Editorial: About Your Premiums
Copyright by The New York Times
Published: September 24, 2010
http://www.nytimes.com/2010/09/25/opinion/25sat1.html?ref=opinion
With health insurers jacking up their premiums by double-digit amounts for people who buy their own policies, Republicans have been predictably eager to blame health care reform. Consumers, and voters, beware.
If your premiums are spiking suddenly, you can blame economic reality. The cost of medical care continues to soar upward, and the recession led many healthy people to drop coverage, leaving less-healthy enrollees who cost more to insure.
As for health care reform, the major elements, and major costs, don’t even kick in until 2014. The only provisions with the potential to affect premiums right now are a handful of consumer protections that are popular with the public, and not especially costly to implement.
Starting this week, insurers are prohibited from setting lifetime limits and restricted in setting annual limits on what they will pay for care, banned from rescinding policies after a beneficiary becomes sick and prohibited from excluding children with preexisting conditions. The new rules will also allow dependents up to the age of 26 to remain on their parents’ policies; preventive care will be provided without cost sharing; and there are new processes to appeal insurance company decisions. The critics aren’t saying anything about the huge value of those immediate benefits.
These new requirements do impose some new costs on insurers, but they certainly can’t be blamed for the double-digit increases many insurers have been seeking. If you listen closely to the insurers, they admit that.
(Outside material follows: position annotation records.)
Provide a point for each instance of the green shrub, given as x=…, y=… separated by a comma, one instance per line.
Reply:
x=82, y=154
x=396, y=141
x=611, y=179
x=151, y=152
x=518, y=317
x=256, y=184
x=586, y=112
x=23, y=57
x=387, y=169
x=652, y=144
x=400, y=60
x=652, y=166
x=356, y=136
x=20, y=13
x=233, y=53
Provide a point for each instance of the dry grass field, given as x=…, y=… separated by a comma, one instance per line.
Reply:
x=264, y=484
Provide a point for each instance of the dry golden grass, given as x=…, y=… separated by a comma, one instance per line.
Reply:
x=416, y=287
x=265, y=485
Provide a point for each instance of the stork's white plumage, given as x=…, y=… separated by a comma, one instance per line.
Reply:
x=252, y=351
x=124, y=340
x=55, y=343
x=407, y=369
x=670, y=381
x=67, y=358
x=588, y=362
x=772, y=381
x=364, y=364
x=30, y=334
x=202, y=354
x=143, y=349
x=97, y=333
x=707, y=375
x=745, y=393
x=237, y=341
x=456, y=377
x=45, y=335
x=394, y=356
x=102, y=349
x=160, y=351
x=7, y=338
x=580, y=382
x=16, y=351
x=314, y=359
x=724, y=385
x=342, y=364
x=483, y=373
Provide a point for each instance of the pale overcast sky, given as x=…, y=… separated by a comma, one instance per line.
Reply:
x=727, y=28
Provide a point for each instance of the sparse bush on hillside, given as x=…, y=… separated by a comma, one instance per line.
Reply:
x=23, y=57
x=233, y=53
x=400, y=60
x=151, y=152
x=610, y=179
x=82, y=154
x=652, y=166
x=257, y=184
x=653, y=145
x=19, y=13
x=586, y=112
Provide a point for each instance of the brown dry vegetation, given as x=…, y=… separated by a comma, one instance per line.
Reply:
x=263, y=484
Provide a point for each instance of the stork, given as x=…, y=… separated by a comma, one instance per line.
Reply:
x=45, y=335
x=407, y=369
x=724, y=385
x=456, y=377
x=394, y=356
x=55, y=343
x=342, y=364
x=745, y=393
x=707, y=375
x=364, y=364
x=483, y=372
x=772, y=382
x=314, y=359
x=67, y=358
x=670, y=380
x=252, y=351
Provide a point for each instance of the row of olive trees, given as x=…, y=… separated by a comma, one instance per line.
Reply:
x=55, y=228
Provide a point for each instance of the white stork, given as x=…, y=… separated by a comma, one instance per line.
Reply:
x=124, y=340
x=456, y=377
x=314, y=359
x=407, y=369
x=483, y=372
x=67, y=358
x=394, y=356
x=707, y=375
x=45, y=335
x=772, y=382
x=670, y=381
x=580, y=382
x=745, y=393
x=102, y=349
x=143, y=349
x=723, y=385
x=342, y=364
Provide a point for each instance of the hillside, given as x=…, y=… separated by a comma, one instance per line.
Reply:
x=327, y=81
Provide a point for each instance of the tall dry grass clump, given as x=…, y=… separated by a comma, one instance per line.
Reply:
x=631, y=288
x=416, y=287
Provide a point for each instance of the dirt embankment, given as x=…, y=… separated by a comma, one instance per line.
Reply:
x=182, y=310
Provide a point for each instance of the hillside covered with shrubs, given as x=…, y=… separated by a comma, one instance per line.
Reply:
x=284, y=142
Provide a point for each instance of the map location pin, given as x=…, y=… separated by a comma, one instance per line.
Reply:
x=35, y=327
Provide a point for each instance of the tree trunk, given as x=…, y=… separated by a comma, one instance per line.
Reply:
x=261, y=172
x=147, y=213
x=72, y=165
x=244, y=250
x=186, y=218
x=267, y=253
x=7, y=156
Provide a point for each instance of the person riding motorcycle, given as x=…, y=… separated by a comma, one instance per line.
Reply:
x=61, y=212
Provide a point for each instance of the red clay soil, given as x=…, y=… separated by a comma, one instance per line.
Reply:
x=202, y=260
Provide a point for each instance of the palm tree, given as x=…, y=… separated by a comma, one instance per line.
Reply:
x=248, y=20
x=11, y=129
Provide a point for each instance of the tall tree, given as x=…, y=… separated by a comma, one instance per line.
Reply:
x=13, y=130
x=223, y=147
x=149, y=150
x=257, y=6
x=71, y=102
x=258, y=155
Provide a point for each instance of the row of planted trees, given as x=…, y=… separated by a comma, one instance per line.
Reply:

The Department of Health and Human Services estimates that the average premium increase to pay for the new benefits should be about 1 percent to 2 percent, roughly consistent with an independent evaluation by the Urban Institute. If those estimates are optimistic, they are unlikely to be off by much. A Wall Street Journal analysis found insurers in various states seeking increases of 1 percent to 9 percent to pay for the new requirements and often even more to cover rising medical costs.
Some of the largest health insurers created a stir this week when they announced that they will no longer issue new child-only policies to people who buy their own policies. They were worried that, with no immediate mandate that every child carry insurance, parents would hang back until their children got sick.
It is disappointing but less draconian than it seems.
The market for child-only policies is small, and such children can still be covered through family policies, public programs for low-income people and new high-risk pools. The problem should disappear in 2014 when everyone will be required to carry insurance.
Not all the news about the insurers is bad. As Reed Abelson reported in The Times on Thursday, some companies are preparing to meet the challenge of reform by upgrading information technology systems, training employees and reducing overhead costs. Of course, the critics of health care reform aren’t mentioning that either.